Paul definitely loves his job, as he’s happy to tell anyone who asks. Just a few years ago, the now-RN was studying chemical engineering. Then a friend got him a job working nights taking care of children. “It completely changed in just a few weeks of work, a completely different outlook for my career,” says Paul. “Instead of making money for a company, I was helping people and getting a paycheque. So I decided to pursue nursing so I could get more out of the health care experience.”
Paul ended up working in mental health and addictions despite a stigma among his fellow nursing students, who warned him that “you’re going to lose all your skills.” “I think I gained a lot more coming into mental health. It’s a different skill set. You have to love what you do.”
“This population is a forgotten population. They’re viewed as dangerous, scary, there’s a stigma to it. It’s a population I get along with. I get mental health. The other stuff didn’t attract me.”

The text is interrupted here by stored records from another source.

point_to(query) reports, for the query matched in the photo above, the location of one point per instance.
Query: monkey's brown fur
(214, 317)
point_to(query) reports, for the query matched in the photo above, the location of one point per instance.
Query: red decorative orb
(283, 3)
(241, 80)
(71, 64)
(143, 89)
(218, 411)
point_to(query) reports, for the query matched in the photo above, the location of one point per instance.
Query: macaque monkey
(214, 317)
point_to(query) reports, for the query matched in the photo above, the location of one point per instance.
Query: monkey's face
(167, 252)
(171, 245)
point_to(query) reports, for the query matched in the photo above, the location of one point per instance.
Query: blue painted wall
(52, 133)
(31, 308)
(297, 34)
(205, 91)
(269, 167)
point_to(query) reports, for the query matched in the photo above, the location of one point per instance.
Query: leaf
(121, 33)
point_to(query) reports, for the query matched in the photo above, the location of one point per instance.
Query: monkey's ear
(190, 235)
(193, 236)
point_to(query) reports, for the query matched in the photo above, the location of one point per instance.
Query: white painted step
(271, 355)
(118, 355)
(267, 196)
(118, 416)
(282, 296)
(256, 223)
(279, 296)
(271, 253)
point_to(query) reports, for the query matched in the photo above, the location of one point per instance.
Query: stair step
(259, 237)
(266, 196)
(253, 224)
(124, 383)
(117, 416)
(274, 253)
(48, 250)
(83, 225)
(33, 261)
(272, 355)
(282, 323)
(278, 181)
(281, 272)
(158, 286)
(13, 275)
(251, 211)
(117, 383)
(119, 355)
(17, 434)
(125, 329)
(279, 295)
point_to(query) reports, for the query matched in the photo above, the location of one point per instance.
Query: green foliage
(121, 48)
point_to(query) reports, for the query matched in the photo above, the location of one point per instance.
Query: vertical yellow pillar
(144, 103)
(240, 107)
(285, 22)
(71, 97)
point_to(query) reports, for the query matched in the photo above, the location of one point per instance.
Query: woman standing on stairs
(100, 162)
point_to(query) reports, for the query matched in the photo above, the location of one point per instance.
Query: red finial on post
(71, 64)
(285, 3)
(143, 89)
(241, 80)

Why does he love working in mental health and addictions so much? Paul says it forces him to be more creative. “Mental health nurses don’t get enough credit. Acute nurses get tasked day to day. Mental health nursing, your day is how you make it.” Working in a forensics unit provides its own special challenges, but for Paul the motivation is the same. “People are here because they’re not well. There’s a person behind the mental illness and you’re trying to get that person out. It’s the small gains that make it worth it every day. Successfully discharging them. Getting them out and keeping them out.”
Paul loves what he does so much he’s even convinced other nurses to switch to mental health and addictions work. “One of my friends, right now she’s in mental health emerg at another hospital. And one of my colleagues recently got hired at CAMH.”
He’s worked as a personal support worker, residential counsellor, Registered Practical Nurse and now an RN for the past three years. Not only has he gained valuable experience along the way, he’s also gained some perspective.
“I became empathetic, I became more sensitive to people’s problems,” says Paul. “It also became more rewarding. The job completely changed me in the way I view work. Work’s not about making money anymore. It’s exciting, to come in and help people and have an impact on their lives.”
Paul takes his new outlook with him after hours as well. “I got a sweet spot for people in vulnerable situations, vulnerable populations. Before I didn’t think I did. Before I used to walk by a homeless guy and not think twice. Now I ask him if he wants coffee.”